Goddess of Wisdom and War
Symbol of The Women's Army Corps
Other Violations Noted
I had a tissue waving out of the top of a Kleenex box, that also got me a gig. That was my introduction to the tucked and covered Kleenex. Then they went to my footlocker, which we were taught belonged at the end of our bed. Nobody told me it had to be lined up exactly with the bed posts of our metal frame bed. Another gig! And when they opened the footlocker I was already in agony, because I knew there'd be even more things wrong! Sure enough, pantyhose were just beginning at that time, but we weren't allowed to put them in our footlocker, but had to put nylons (we didn't wear) there, rolled tightly. Sergeant V picked up each one of my nylons, gave them a swift yank and they fell open, resulting in two more gigs!

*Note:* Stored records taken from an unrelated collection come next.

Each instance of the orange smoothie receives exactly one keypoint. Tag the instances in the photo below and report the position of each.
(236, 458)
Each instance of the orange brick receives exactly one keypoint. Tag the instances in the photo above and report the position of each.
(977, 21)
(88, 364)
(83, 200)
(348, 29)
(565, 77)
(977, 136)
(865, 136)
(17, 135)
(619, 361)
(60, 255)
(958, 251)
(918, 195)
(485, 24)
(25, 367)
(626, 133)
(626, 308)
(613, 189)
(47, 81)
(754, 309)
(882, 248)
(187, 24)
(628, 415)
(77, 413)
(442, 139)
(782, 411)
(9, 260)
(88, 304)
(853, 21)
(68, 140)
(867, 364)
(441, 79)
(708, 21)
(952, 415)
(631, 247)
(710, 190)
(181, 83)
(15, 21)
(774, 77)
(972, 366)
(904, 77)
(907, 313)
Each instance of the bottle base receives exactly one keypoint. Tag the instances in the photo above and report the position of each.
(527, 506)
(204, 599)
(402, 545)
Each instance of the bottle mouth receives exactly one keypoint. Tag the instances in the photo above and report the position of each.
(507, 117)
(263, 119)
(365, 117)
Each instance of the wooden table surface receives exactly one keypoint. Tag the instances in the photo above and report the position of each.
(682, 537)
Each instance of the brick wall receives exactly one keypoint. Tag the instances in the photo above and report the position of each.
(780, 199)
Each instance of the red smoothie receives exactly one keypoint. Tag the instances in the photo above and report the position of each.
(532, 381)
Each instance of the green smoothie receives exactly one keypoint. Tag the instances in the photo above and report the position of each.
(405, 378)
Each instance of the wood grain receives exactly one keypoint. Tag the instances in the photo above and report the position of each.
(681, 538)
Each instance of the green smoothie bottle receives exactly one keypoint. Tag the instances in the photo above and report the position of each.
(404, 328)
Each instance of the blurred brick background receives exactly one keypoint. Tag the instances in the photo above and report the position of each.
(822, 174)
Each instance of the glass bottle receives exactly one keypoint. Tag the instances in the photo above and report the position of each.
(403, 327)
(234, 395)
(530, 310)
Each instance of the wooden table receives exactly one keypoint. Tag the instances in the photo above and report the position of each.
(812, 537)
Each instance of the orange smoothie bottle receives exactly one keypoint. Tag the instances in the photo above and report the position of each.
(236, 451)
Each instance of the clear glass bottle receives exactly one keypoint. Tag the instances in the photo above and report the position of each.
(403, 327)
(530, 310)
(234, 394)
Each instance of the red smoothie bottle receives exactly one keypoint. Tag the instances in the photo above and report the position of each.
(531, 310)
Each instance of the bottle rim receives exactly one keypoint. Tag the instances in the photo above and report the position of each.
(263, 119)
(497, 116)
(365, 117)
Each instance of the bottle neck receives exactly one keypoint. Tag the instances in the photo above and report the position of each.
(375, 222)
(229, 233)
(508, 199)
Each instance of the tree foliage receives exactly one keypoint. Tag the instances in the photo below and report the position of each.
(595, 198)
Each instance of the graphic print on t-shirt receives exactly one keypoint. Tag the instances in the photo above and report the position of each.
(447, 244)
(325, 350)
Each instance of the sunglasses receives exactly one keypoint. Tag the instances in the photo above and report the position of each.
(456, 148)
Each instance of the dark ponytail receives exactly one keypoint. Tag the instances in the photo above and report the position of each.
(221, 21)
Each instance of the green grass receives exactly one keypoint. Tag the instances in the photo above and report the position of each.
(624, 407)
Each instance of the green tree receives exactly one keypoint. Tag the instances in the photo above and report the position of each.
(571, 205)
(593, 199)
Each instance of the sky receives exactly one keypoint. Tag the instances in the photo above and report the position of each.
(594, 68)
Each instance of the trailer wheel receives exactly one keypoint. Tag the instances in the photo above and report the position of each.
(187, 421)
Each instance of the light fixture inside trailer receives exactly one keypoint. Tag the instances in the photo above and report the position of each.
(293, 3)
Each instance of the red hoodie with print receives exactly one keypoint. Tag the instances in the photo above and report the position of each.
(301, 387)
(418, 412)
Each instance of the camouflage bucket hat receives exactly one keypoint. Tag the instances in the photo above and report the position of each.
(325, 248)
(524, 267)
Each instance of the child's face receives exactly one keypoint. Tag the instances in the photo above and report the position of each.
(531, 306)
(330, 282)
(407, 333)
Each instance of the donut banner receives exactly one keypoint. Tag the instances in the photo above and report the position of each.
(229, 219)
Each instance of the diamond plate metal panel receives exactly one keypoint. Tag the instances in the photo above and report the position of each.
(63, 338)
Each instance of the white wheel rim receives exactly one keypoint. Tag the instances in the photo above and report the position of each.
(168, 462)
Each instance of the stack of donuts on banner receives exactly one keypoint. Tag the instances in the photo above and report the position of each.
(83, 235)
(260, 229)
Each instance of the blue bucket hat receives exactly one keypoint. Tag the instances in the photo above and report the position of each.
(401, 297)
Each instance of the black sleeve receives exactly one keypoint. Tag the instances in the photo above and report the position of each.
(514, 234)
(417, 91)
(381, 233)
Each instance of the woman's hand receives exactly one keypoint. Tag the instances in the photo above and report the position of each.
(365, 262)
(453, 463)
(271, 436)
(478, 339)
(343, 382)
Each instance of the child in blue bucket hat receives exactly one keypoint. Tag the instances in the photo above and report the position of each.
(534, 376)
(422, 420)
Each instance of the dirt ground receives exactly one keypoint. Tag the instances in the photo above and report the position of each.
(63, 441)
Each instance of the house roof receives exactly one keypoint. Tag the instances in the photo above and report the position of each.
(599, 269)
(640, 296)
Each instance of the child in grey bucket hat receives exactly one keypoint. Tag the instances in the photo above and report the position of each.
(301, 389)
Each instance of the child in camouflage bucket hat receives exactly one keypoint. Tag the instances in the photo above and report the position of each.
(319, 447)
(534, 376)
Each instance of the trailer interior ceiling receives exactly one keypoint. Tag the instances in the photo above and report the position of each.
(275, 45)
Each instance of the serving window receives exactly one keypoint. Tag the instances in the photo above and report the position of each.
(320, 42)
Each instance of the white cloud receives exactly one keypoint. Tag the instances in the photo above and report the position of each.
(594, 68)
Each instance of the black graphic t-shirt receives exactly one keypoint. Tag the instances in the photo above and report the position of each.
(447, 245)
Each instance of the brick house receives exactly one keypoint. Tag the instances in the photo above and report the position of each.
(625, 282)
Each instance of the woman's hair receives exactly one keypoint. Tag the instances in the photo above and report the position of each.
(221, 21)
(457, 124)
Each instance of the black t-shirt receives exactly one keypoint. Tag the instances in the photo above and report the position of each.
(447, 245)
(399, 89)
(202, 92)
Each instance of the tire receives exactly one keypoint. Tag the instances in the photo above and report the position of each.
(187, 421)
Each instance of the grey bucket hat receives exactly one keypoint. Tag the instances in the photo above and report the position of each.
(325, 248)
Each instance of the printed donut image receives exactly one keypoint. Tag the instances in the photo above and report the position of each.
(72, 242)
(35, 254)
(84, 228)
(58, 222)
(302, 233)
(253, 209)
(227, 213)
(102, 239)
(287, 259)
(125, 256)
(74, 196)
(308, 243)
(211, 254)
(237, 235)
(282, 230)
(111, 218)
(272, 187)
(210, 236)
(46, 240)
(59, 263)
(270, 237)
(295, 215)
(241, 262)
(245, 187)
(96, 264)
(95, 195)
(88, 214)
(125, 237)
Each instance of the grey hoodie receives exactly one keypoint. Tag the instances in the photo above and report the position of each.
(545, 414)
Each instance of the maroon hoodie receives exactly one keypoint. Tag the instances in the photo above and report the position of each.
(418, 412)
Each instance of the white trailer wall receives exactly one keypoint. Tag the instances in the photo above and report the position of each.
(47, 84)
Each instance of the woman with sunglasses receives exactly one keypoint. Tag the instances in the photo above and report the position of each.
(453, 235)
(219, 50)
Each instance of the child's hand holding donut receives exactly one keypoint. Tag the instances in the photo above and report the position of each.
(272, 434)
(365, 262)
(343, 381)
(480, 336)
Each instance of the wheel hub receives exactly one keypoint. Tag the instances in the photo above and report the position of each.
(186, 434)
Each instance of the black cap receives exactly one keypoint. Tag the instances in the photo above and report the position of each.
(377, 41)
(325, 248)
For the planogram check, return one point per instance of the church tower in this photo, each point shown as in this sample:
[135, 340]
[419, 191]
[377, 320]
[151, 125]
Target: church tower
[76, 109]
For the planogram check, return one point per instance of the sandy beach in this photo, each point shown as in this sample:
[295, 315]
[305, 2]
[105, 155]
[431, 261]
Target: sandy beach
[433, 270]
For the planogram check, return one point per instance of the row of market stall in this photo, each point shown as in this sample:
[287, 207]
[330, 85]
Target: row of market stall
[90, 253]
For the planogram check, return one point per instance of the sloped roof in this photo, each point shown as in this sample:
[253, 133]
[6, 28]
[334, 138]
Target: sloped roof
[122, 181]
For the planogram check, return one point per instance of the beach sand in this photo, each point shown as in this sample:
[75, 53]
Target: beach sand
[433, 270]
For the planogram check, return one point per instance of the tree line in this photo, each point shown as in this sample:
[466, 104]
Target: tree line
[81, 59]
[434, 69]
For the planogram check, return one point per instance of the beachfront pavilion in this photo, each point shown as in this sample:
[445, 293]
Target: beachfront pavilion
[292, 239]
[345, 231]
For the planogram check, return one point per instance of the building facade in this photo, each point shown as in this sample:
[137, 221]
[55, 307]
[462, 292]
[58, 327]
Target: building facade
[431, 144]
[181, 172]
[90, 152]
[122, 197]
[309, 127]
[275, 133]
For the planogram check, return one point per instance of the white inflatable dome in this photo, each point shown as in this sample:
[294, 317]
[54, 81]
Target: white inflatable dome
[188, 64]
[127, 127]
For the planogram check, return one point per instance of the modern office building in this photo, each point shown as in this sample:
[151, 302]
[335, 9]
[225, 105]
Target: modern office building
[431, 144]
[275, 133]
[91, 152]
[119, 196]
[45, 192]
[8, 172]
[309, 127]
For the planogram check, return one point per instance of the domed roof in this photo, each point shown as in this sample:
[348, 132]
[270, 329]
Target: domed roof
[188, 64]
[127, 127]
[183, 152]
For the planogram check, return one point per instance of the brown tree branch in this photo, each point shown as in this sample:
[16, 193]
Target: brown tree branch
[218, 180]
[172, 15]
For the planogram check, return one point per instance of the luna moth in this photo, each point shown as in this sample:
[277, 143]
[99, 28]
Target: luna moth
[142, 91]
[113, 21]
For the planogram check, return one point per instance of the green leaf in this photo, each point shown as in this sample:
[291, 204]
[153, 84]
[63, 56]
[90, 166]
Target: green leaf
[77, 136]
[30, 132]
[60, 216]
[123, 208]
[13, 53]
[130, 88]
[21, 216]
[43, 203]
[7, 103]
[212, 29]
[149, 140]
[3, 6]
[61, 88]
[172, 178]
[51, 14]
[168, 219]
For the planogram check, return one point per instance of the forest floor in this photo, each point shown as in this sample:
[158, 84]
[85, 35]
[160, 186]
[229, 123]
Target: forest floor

We never wore a garter belt, because we wore the new pantyhose, but yep! you guessed it! It had to be there in the footlocker just the same, in a particular divided area, placed just so. Of course, mine was wrong! Gigged again!
A Quarter Will Bounce If It's Right
Then they proceeded to my bed. Beds in the WAC at that time, were metal, just the size for one person. They were to be made with a bottom sheet (not fitted!) a top sheet, and an Army blanket, pillow and pillowcase. Our Sergeant turned to her aid who was writing down the gigs, said "quarter please." The aid handed her a quarter, which she quickly threw in the center of my bed and it just laid there. I'm wondering, "What on earth is that for?" when she reached down to the cover on my bed and gave it a hard yank, jerking the covers off. Then she picked the mattress up and threw it on the floor. Gigged again, several times! The quarter was supposed to bounce off the blanket, the sheets were supposed to be folded a certain way before being tucked tightly at each corner, and only a set amount of inches of white sheet was to be visible at the top of the blanket (YES! they measured with a yardstick.) I figured I was on my way out before I ever really got IN. Sergeant V kept up a flowing list of my faults, that the aid dutifully took down on the yellow legal pad. Then Sergeant V turned to me (I'm standing there at attention with my heart in my throat) referred to the fact that I was older than most of the women in the platoon, told me I needed to "get my act together," if I didn't want to be part of another platoon, and all I could say was, "Yes Sergeant V," and pray she'd move on before she found something else. She did. Each member of the platoon was given a pretty hard "rake over the coals," and it was all done in the presence of the rest of us.
Courtesy of the Author
Did Those Inspections Help Us Bond?
You bet they did...we had a common enemy, as well as a common need to show her we could do this. By the time we graduated, we were the best Platoon in Company A. Organized? Sure, we were, but I can tell you this...I doubt any of us EVER lived our lives like that again! By the way, Sergeant V was proud of us, and she wasn't so bad after all.
Author's Note: The Women's Army Corps was disbanded in 1978, when male and female forces were integrated.